Il fait beau ce matin sur Vancouver. Nous retournons faire un tour au centre commercial, car je jongle avec l’idée d’acheter un micro pour enregistrer la conférence de vendredi à Victoria. Finalement, je ne trouve rien d’adéquat pour moi et je me dis que je prendrai des notes à la main.

Nous allons prendre une marche au Lynn Canyon Park, à Vancouver-Nord. Le pont suspendu fait 48 mètres de long et surplombe un étroit canyon au fond duquel coule un ruisseau. Le sentier asez escarpé, nous mène aux Twin falls, deux petites chutes qui forment des bassins d’eau verte où, malheureusement, quelques personnes ont perdu la vie dans les années 1990. Bien qu’il fasse très beau, le soleil perce à peine à travers les grands arbres du parc.

Après cette agréable excursion, nous faisons un saut au « liquor store » pour acheter du vin et de la Mike’s, car nous sommes à sec. Pour faire plaisir à Colette, j’achète de la Mike’s à la lime, plutôt qu’au citron. Nous allons ensuite sur la rue Broadway pour aller chez Mountain Equipement Coop, notre magasin de plein air préféré. Ils ne sont pas seuls dans le coin, car d’autres boutiques de plein air ont pignon sur rue ici aussi.

Après délibérations difficiles, nous décidons d’aller camper à Surrey plutôt que de retourner au Capilano RV park. Colette fait un deuil difficile d’une promenade à la Baie des Anglais et, vers 18h00, nous partons vers Surrey. En route, nous sommes bloquées dans un embouteillage à cause d’un accident grave : les deux autos que nous apercevons en passant sont complètement détruites et tordues!

Nous arrivons vers 19h30 au Peace Arch RV park et nous nous rendons compte que notre choix de camping plus bucolique est plutôt raté. En effet, bien que celui-ci soit en dehors de la ville (nous sommes à 40 km de Vancouver), il est très près de l’autoroute. Nous bougonnons toues les deux et nous sommes fatiguées. Nous ouvrons une Mike’s à la lime et voilà que nous nous apercevons qu’elle n’a que 5 % d’alcool, contrairement à celle au citron qui affiche 7 %. Colette aime bien, mais je préfère définitivement celle au citron.

Jeudi 20 septembre (jour 120)

Il pleut ce matin. S’il est vrai que le Peace Arch RV park est aussi bruyant que le camping de Vancouver, il est cependant plus boisé. Après un petit déjeuner rapide, je prends des nouvelles de Gaël au téléphone pendant que Colette vide le réservoir d’eau grise. Nous faisons ensuite quelques commissions à Surrey, notamment dans une vraie boulangerie, qui fait du vrai pain : ah que c’est bon! Ça doit faire presque deux mois que nous n’avons pas mangé du vrai pain frais cuit.

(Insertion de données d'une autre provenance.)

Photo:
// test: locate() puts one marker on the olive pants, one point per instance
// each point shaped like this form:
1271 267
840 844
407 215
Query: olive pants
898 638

Nous partons vers 13h00 pour aller prendre le ferry de 15h00 qui part de Tsawwassen et se rend à Swartz bay sur l’île de Vancouver. Nous arrivons là vers 13h30 et apprenons avec plaisir qu’un ferry supplémentaire part à 14h00. Le temps de manger un peu et nous voilà à bord du Queen of Saanich. Je mets ce journal de voyage à jour durant la traversée d’une heure et demie.

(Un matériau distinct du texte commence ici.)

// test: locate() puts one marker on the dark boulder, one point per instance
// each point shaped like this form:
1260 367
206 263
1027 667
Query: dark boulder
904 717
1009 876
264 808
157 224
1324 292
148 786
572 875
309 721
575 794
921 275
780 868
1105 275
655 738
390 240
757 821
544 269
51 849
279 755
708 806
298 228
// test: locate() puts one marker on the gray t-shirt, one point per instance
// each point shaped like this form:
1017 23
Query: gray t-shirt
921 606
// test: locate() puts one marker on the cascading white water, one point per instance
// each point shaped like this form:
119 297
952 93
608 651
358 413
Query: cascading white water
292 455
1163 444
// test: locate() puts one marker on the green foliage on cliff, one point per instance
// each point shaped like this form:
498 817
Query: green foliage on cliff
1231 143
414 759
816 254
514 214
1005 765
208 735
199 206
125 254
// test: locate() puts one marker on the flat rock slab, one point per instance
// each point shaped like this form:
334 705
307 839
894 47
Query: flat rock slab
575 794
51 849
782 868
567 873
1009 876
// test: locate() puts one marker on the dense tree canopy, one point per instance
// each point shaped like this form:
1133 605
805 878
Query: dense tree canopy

En arrivant sur l'île, nous faisons un petit tour à Sydney, petite ville côtière et j’en profite pour acheter de la « vraie Mike’s » au citron. Nous nous installons ensuite dans un camping au bord de la mer, à peu près à 30 minutes de Victoria. La vue est superbe et nous savourons un souper de pain, fromages, pâté et vin rouge. Comme j’ai bu une bouteille de Mike’s avant, je suis pas mal « paffe » et Colette aussi. Nous allons prendre une marche sur la plage pour nous aérer l’esprit. Plusieurs voiliers d’oies sauvages survolent le camping. Où vont-elles? Colette leur dit que le sud, ce n’est pas par là, mais elles ne l’écoutent pas.
La nuit tombe et il fait frais. Nous rentrons nous mettre au chaud dans Westy et je mets ce journal à jour pendant que Colette écoute de la musique sur le iPod.